Critical vs Prompt Critical

[MWresearch]

If I'm interpreting that information correctly, a critical mass piece of U235 in a critical spherical volume will explode on its own but it will take a little time to ramp up since the number of fission events follows an exponential growth? But, wouldn't the neutrons released by the first fission increase the number of fission events more than just delayed neutrons? Or does that equation consider that delayed neutrons initiate the reaction and then the fast and slow neutrons resulting from critical events start the take over and sustain the chain reaction?

Edited February 28, 2015 by MWresearch

[StringJunky]

I don't know the rate of fission at critical but in the Little Boy bomb each piece was 2/3 critical which brought it to super critical..

[swansont]

 

At this point though I think I see what Swansont is saying about the probability. Since a chain reaction would never occur when the Neutron Multiplication Factor is less than one, I simply have to show that k (the NMF) is less than one in both frames.

Is that correct Swansont?

 

A stronger statement is that k is the same in all frames. Since k is normalized to a "generation", or cycle, of the process, time dilation should not (directly) affect it.

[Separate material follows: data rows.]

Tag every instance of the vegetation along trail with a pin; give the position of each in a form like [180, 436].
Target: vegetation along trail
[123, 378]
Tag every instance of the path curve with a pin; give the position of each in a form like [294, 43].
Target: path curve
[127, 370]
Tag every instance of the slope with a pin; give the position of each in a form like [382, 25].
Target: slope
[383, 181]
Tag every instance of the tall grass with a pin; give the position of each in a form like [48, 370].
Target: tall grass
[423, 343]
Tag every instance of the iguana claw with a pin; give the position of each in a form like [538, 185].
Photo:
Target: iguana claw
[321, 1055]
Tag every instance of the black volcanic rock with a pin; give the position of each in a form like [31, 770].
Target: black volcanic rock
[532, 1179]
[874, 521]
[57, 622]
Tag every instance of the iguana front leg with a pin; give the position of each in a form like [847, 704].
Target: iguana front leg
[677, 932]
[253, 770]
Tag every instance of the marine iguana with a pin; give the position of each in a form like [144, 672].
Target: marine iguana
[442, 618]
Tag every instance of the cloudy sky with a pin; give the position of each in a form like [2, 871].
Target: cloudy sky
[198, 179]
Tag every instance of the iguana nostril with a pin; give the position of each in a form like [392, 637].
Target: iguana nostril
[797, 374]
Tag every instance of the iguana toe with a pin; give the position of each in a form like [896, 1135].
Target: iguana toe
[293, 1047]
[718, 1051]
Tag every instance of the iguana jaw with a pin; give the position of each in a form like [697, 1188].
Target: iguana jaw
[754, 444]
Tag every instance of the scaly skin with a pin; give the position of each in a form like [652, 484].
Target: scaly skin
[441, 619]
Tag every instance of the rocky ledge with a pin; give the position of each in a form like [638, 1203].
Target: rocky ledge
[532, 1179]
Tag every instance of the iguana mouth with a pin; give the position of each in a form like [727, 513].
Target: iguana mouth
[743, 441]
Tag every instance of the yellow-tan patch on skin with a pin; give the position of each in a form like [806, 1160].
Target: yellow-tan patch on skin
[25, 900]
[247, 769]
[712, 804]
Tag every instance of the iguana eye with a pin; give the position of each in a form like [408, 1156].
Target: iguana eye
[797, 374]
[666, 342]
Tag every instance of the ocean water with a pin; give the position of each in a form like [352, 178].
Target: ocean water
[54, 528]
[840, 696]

If I'm interpreting that information correctly, a critical mass piece of U235 in a critical spherical volume will explode on its own but it will take a little time to ramp up since the number of fission events follows an exponential growth? But, wouldn't the neutrons released by the first fission increase the number of fission events more than just delayed neutrons? Or does that equation consider that delayed neutrons initiate the reaction and then the fast and slow neutrons resulting from critical events start the take over and sustain the chain reaction?

 

My understanding is that a critical mass will get hot and force itself apart, rather than go "boom" . You have the possibility that thermal expansion alone would make it subcritical.

[MWresearch]

I also think k is the "same" but I still think it's worth showing mathematically. Off the top of my head, I would guess that the gamma transformations cancel out with some being in the numerator and some being in the denominator.

 

As for the temperature increase, is there anything I could introduce that would stop the temperature from increasing that wouldn't affect the dimensions and density of Uranium that much? Otherwise, I'm neglecting a lot of things. If I neglect the density expansion due to the energy released in fission events, is it scientific still? Just how much neglecting can I get away with?

[swansont]

I also think k is the "same" but I still think it's worth showing mathematically. Off the top of my head, I would guess that the gamma transformations cancel out with some being in the numerator and some being in the denominator.

 

 

k is not time dependent, it is cycle dependent, and everyone agrees that a cycle has occurred (fission —> neutrons —> next fission)

[MWresearch]

But a cycle takes time, so on an individual scale, it must be affected by time dilation even though the final result after all calculations should show it isn't. Not everyone can agree that a cycle occurs at the "same time" as I'm sure you know and they also can't agree that a cycle takes the same amount of time to happen. But that's beside the point, I already know it's not suppose to change between frames, I'm just trying to show it mathematically in a particular circumstance. Can you address the point about the temperature?